No one can tell when it happened, but at some stage the lair begins to look as if a woman's touch has been applied to it. The most egregious garbage is removed, or stashed in a room Emily doesn't visit. More lights are hung up, especially in her cell, where pink items and other suitable furniture begins proliferating. But the cache of bodies remain, as Jason has a process he follows with them, and Emily never goes near them unless under compulsion. The signs of environmental compromise by Jason are not entirely conducive to relief, as it becomes even clearer to her that this is a long haul thing, unless sudden death or rescue intervenes. So, he's one of those, a serial freak with domestic fantasies. One with a fixation on family, as opposed to a fixation on flesh. In hindsight, the head in the bathroom and the refusal to let go of a decaying home, was a large clue. Those sorts, at least, can become fairly tolerable to endure, apart from all the murdering, raping, and the captivity. They usually don't end up killing the person they've latched onto, so that's nice…and they can be moulded, just a little.
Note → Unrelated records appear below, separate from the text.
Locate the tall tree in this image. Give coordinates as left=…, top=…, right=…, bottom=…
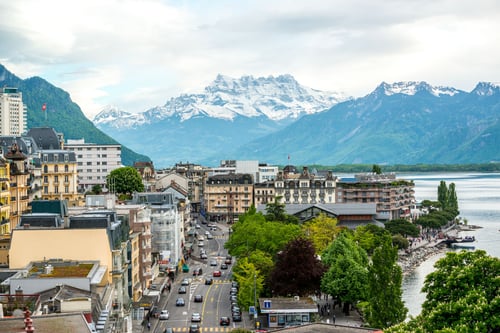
left=321, top=230, right=368, bottom=315
left=367, top=237, right=408, bottom=328
left=224, top=214, right=301, bottom=257
left=372, top=164, right=382, bottom=175
left=270, top=237, right=325, bottom=296
left=106, top=166, right=144, bottom=195
left=302, top=213, right=342, bottom=253
left=438, top=180, right=448, bottom=209
left=233, top=258, right=264, bottom=310
left=384, top=250, right=500, bottom=333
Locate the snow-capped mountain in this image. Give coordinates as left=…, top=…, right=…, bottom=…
left=376, top=81, right=462, bottom=97
left=93, top=74, right=349, bottom=129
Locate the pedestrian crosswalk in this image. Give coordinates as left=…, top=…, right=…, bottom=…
left=163, top=326, right=233, bottom=333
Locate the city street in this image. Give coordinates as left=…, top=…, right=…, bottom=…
left=144, top=219, right=251, bottom=333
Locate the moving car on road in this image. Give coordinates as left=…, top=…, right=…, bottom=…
left=191, top=312, right=201, bottom=323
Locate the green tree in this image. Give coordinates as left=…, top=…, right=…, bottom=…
left=266, top=196, right=299, bottom=224
left=366, top=238, right=408, bottom=328
left=270, top=237, right=325, bottom=296
left=92, top=184, right=102, bottom=194
left=321, top=230, right=368, bottom=315
left=224, top=214, right=301, bottom=257
left=106, top=166, right=144, bottom=196
left=384, top=250, right=500, bottom=333
left=302, top=213, right=342, bottom=253
left=438, top=180, right=448, bottom=209
left=233, top=258, right=264, bottom=310
left=354, top=224, right=389, bottom=255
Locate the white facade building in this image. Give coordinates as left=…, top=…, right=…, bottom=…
left=209, top=160, right=278, bottom=184
left=64, top=139, right=122, bottom=191
left=0, top=88, right=28, bottom=135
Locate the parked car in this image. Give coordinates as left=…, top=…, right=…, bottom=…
left=189, top=324, right=200, bottom=333
left=219, top=317, right=231, bottom=326
left=160, top=310, right=170, bottom=320
left=191, top=312, right=201, bottom=322
left=233, top=312, right=241, bottom=321
left=149, top=306, right=160, bottom=318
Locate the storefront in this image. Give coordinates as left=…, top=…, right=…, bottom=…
left=259, top=297, right=318, bottom=328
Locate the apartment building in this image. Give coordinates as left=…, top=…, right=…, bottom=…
left=274, top=167, right=338, bottom=204
left=0, top=87, right=28, bottom=135
left=63, top=139, right=122, bottom=193
left=4, top=143, right=32, bottom=233
left=204, top=173, right=254, bottom=223
left=336, top=173, right=416, bottom=220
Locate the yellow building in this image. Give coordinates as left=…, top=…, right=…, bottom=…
left=0, top=157, right=10, bottom=235
left=204, top=174, right=253, bottom=223
left=40, top=150, right=83, bottom=206
left=4, top=143, right=31, bottom=234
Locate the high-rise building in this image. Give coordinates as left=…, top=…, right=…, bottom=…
left=64, top=139, right=122, bottom=192
left=0, top=88, right=28, bottom=135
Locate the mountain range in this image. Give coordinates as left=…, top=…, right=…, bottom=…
left=93, top=75, right=500, bottom=166
left=0, top=64, right=150, bottom=165
left=0, top=61, right=500, bottom=167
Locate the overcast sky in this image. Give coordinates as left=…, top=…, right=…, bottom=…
left=0, top=0, right=500, bottom=118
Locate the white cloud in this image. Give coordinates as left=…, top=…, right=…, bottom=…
left=0, top=0, right=500, bottom=117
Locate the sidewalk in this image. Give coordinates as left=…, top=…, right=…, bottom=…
left=316, top=298, right=364, bottom=327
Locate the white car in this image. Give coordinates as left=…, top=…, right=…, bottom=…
left=160, top=310, right=170, bottom=320
left=191, top=312, right=201, bottom=322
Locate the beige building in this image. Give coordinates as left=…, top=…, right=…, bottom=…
left=336, top=173, right=416, bottom=220
left=274, top=167, right=338, bottom=204
left=40, top=150, right=83, bottom=206
left=63, top=139, right=122, bottom=192
left=204, top=174, right=254, bottom=223
left=4, top=144, right=31, bottom=234
left=0, top=87, right=28, bottom=135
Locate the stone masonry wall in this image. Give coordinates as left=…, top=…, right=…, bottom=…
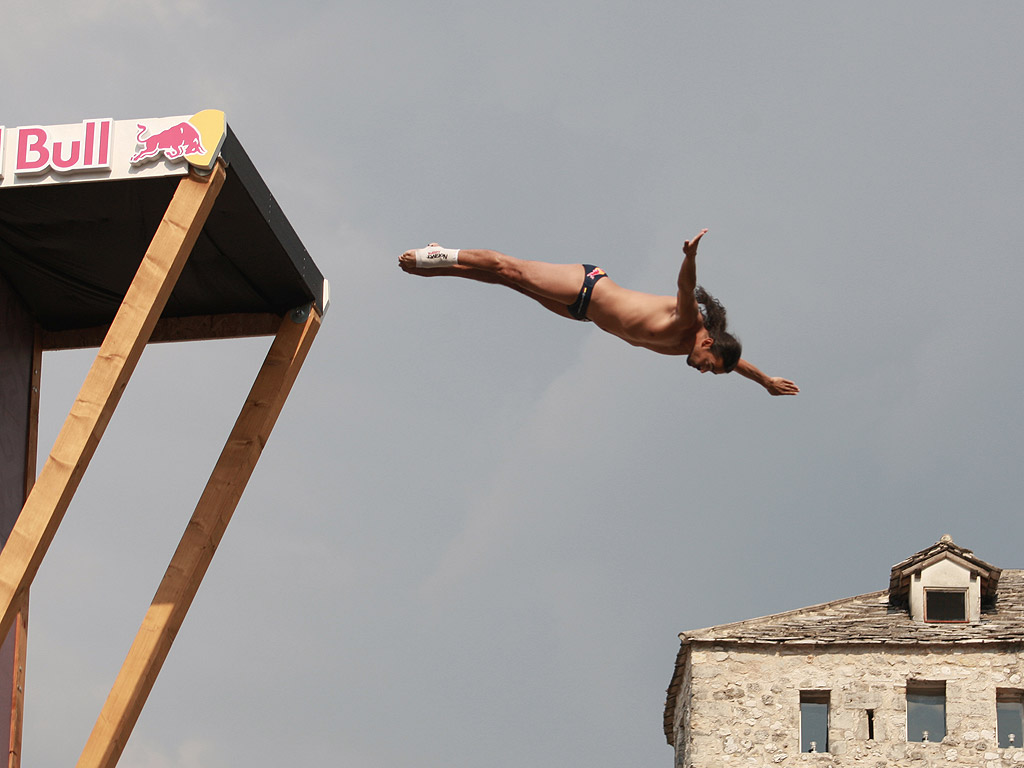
left=675, top=645, right=1024, bottom=768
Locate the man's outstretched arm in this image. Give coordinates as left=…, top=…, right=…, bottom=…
left=676, top=229, right=708, bottom=327
left=733, top=359, right=800, bottom=394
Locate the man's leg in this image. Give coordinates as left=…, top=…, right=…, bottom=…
left=399, top=250, right=583, bottom=305
left=401, top=259, right=583, bottom=319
Now all that needs to happen is that Jason needs to be subdued and put away…at this stage Emily questions her secret heart and discovers that it no longer wants him dead. She puts it in time-out. He ought to die, sooner rather than later, for his crimes and to prevent further ones, it doesn't matter what she personally feels about him. And she feels strange things, very strange things. Except for during the initial anger stage of the grieving process, she's never hated any of the men who have abused her, and Jason is the father of her children. For a soft-hearted woman, that fact is extremely compelling, dreadfully so. She greatly fears him, yes. Would very much like to be free, yes…But. She looks at him and sees two men overlapping. Both are very bad, but one has merged his blood, his life, with hers.

No one can tell when it happened, but at some stage Jason ceases torturing his captive. Yes, he still forces himself on her, but he stops the petty shit, the forced drug taking, the spite, random pain infliction, overly brutal assaults. It's not fun anymore, he doesn't know why, it just isn't. Torturing others is still pleasurable though, so it's not a problem with him, it's the girl, who absorbs his attacks as if she's made of rubber, only occasionally giving him the good stuff in the form of a yelp or weak scream. Probably he wore out her pain receptors or exhausted her emotional energy. That happens sometimes with that sort of victim, the extremely pathetic ones, they curl up and become comatose, like small animals, making no sound, paying no attention to him. Sometimes they die of heart failure without him so much as raising a weapon. Very bad. He tends to avoid them if possible, leaving and going after more vital prey…still, this one is not exactly like that, as he has the opposite reaction to her, interrupting his busy day to return home in order to try and make her react to him. A bite rarely works. Flowers always work. The idea that she is slowly but surely tipping the scales on him by downplaying negative reactions and exaggerating positive ones, does not occur to him, because of all people in the world, only he is capable of manipulation. It has been proven time and time again that he is the only intelligent or even real being on the planet, and that doesn't change even in the cases where he's outsmarted, beat down, or otherwise deceived. No, like a gambler, a serial offender only ever becomes more confident after setbacks, returning stronger, more arrogant, and yet more certain of ultimate success.